Türk tarihinde sayısız bilge hükümdar ve yöneticiler çıkmıştır. Her birinin derin izler bıraktığı bir gerçektir. Bunların içinde sivil idaredeki başarıları, yaptığı planlar, ürettiği stratejiler, savaş meydanlarında gösterdiği cesaret ve askerlik yeteneği bakımından ünlü Gök Türk devlet adamı Tonyukuk çok dikkat çekmiştir.
Tonyukuk, her şeyden önce bilgeliği ile Türk tarihinde çok özel bir yere sahiptir. Gerçekleştirdiği bilgece hareketlerden dolayı hem kağanların ve yöneticilerin hem de milletinin saygınlığını da kazanmıştır.
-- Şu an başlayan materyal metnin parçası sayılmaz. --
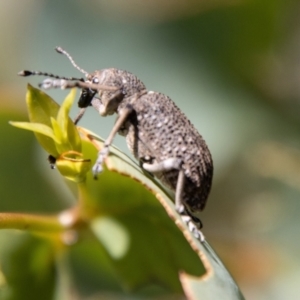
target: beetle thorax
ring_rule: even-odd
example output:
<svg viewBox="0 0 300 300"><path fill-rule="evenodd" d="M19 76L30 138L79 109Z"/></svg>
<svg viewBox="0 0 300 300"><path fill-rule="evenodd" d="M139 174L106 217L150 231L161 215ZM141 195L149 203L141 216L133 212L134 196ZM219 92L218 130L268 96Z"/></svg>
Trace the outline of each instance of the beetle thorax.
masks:
<svg viewBox="0 0 300 300"><path fill-rule="evenodd" d="M135 75L115 68L95 71L89 75L88 81L99 84L96 96L99 99L99 103L96 109L102 116L116 113L123 105L130 102L131 98L139 92L146 90L143 82ZM105 86L116 89L108 91L105 90Z"/></svg>
<svg viewBox="0 0 300 300"><path fill-rule="evenodd" d="M91 77L89 79L91 81L94 78L97 78L100 85L113 86L119 88L125 98L131 97L134 94L146 89L144 83L141 80L139 80L135 75L133 75L130 72L115 68L95 71L90 76ZM99 91L99 94L109 95L112 94L112 92L102 90Z"/></svg>

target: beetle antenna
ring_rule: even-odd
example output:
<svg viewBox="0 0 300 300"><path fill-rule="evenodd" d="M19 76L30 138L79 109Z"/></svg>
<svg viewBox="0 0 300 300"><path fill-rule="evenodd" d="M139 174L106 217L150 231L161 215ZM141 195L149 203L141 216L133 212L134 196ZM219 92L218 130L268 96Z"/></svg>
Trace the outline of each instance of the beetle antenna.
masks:
<svg viewBox="0 0 300 300"><path fill-rule="evenodd" d="M89 73L85 70L83 70L82 68L80 68L74 61L74 59L72 58L72 56L63 48L61 47L56 47L55 50L60 53L60 54L64 54L71 62L71 64L74 66L74 68L76 68L79 72L83 73L85 75L85 77L88 77Z"/></svg>
<svg viewBox="0 0 300 300"><path fill-rule="evenodd" d="M65 76L58 76L54 75L51 73L47 72L40 72L40 71L29 71L29 70L23 70L18 73L20 76L32 76L32 75L38 75L38 76L47 76L51 78L56 78L56 79L65 79L65 80L79 80L79 81L84 81L82 78L77 78L77 77L65 77Z"/></svg>

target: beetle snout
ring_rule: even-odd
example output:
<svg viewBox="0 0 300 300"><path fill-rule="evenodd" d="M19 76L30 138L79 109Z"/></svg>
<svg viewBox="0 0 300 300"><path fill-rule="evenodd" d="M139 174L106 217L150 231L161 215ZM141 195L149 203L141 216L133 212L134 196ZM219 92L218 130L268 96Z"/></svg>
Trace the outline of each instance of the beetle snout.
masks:
<svg viewBox="0 0 300 300"><path fill-rule="evenodd" d="M80 98L78 100L78 106L80 108L85 108L90 106L95 94L96 92L93 90L82 89Z"/></svg>

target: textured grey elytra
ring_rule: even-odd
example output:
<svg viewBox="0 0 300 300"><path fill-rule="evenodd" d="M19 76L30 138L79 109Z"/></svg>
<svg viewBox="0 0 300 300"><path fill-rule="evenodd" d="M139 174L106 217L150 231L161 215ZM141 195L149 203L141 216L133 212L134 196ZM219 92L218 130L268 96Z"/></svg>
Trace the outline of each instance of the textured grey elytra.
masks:
<svg viewBox="0 0 300 300"><path fill-rule="evenodd" d="M57 51L67 55L73 65L86 75L86 80L61 77L47 79L41 86L82 89L78 102L82 110L75 123L90 105L102 116L118 115L93 168L95 176L102 170L115 134L124 135L141 167L175 191L176 209L183 215L189 215L199 228L199 212L205 207L212 184L213 162L205 141L188 118L168 96L147 91L143 82L132 73L110 68L88 74L74 63L66 51L61 48ZM49 76L41 72L21 73L23 76L36 74Z"/></svg>

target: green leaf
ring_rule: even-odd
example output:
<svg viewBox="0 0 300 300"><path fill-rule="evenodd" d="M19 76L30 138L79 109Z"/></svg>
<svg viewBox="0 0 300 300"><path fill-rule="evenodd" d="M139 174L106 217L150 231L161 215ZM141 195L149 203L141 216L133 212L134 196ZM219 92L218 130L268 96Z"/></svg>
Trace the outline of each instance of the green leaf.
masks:
<svg viewBox="0 0 300 300"><path fill-rule="evenodd" d="M28 85L26 102L31 123L40 123L52 127L51 117L56 118L59 105L43 91ZM44 134L35 133L40 145L52 156L57 157L55 142Z"/></svg>
<svg viewBox="0 0 300 300"><path fill-rule="evenodd" d="M56 135L53 132L53 129L47 125L40 123L29 123L29 122L9 122L10 125L33 131L35 133L40 133L54 140L55 143L59 143L60 141L57 139ZM51 153L52 154L52 153Z"/></svg>
<svg viewBox="0 0 300 300"><path fill-rule="evenodd" d="M79 131L84 155L95 157L103 140L83 128ZM81 196L96 203L96 220L103 216L116 220L118 227L123 226L118 231L129 235L123 242L126 247L120 245L122 255L111 255L123 286L136 289L158 282L173 293L192 295L189 299L220 299L220 295L222 299L243 299L222 262L207 242L195 239L160 184L115 147L111 147L106 167L98 181L88 175ZM99 227L92 225L103 243ZM113 245L119 245L118 234L111 232L106 238L110 240L104 244L111 253Z"/></svg>
<svg viewBox="0 0 300 300"><path fill-rule="evenodd" d="M121 259L126 255L130 235L122 224L110 217L99 217L91 222L91 227L113 259ZM115 242L116 240L118 243Z"/></svg>
<svg viewBox="0 0 300 300"><path fill-rule="evenodd" d="M180 274L183 289L189 299L244 300L235 281L208 242L198 244L197 249L201 253L207 274L203 278Z"/></svg>
<svg viewBox="0 0 300 300"><path fill-rule="evenodd" d="M75 124L70 120L69 113L74 103L76 96L76 89L71 89L70 93L62 103L58 114L57 122L63 133L63 141L70 144L70 149L74 151L81 151L81 139L76 129Z"/></svg>
<svg viewBox="0 0 300 300"><path fill-rule="evenodd" d="M69 180L81 182L85 179L90 162L77 159L81 156L81 139L76 126L68 117L75 94L73 89L59 107L49 96L29 85L27 106L31 123L10 124L33 131L41 146L56 158L62 175Z"/></svg>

Tonyukuk Yazıtları da 1897 yılında bulunduğu günden itibaren Türk dili uzmanları tarafından defalarca çalışılmıştır. Biz de bu çalışmada Çince tarihi metinlerde Tonyukuk ile ilgili bilgileri topladıktan sonra kendi yazdıkları ile bir araya getirdik. Tonyukuk’un içinde bulunduğu Gök Türk devlet modelinin Türk tarihini bütün halinde anlamakta çok değerli olmasını dikkate alarak böyle bir bölüm ilave ettik. Ayrıca Gök Türklerin meydana getirdikleri kağanlıkları ele aldık. Bu çalışmanın kendi alanına bilimsel bir farklılık getireceğine inanıyoruz.
Bilge’nin ülkede Budizm propagandasının yapılması, ve surlu şehirlerin inşa edilmesi yönündeki tekliflerine, Tonyukuk devlet meclisinde sebeplerini açıklayarak itiraz etti ve kabul ettirmedi.
Bilge Kağan dostça insanları seven bir yapıya sahipti. Maiyetindekileri iyi yönetiyordu. Kül Tegin mükemmel bir savaşçı, iyi bir komutan idi. Tonyukuk ise çok cesur, yaşlı bilgili, tecrübeli olup, varlığı Çin için önemli büyük bir tehlikeydi. Bu üç kişi birbiriyle yakın dost idi ve daima ortak hareket ediyorlardı.
… İşte böyle bir anda Bilge, çareyi Tonyukuk’u işbaşına getirmekte buldu. Yetmiş yaşından fazla olan ve herkes tarafından hürmet edilen Tonyukuk engin devlet tecrübesine sahipti. O bundan sonra planlayıcı (Mou-chu) yani stratejist olacaktı. Daha önce boyuna dönmüş olan Tonyukuk geri çağrılmıştı.
Bir ara kendisini kağan ilan etmeyi düşünmüş olan Tonyukuk, şöyle bir değerlendirme yaptı: “Semiz boğa ile zayıf boğa uzakta böğürseler, hangisinin zayıf ya da hangisinin semiz olduğunun bilinemeyeceğini” ileri sürerek, kendince değerlendirme yaptığını anlatır. Sonra Tanrı’nın verdiği bilgiye göre karar verdiğini belirtir.
Gök Türkler hakkında iki yüzyıl boyunca her türlü haberi veren Çin kaynakları ve diğer tarihi kaynaklarda (Bizans, vs.) Gök Türklerin herhangi bir anlaşmayı bozduklarına dair hiçbir kayıt yoktur.
Gök Türk Devleti’nin batısını idare eden İstemi Yabgu’nun, çağdaşı ve komşu devletler olan Sasani ve Bizans’a gönderdiği elçi, aslen Soğd kavmine mensup Maniakh adlı bir kişiydi. Bu da, Gök Türklerin diğer milletlere ne kadar değer verdiğini, üstelik, elçilik vazifesi ile kendi devletlerini temsil etme yetkisi de verdiğini göstermektedir.
İstemi Yabgu Batı Türkistan bölgesini baştan başa fethederken hakimiyeti altına aldığı şehirlerin halkına gayet iyi davranıyordu. Hiçbir zaman Cengiz Han gibi eline geçirdiği şehirlerin ahalisine katliam yapmamıştı.
Gök Türk ülkesinde cari cezai hükümler şunlardı: - Zina yapan evlilerin cezası, idam. - Adam öldürmenin cezası, idam. - Soygun yapan, bağlı at çalanın cezası, idam. - Genç kızları aldatanlar ağır bir şekilde mal ile tazminat ödemek zorunda bırakıldıktan sonra, o kızla mutlaka evlenmesi gerekirdi. …
Tören sırasında kağanın boğazı bir ipek ile sarılır, sonra sıkılıp bırakılarak kaç sene kağanlık yapacağı sorulur. Kağan zor durumda kalarak kızarır, bozarır, söylediği sözler millet tarafından dikkatlice dinlenir, tasdik ve tahkik edilirdi.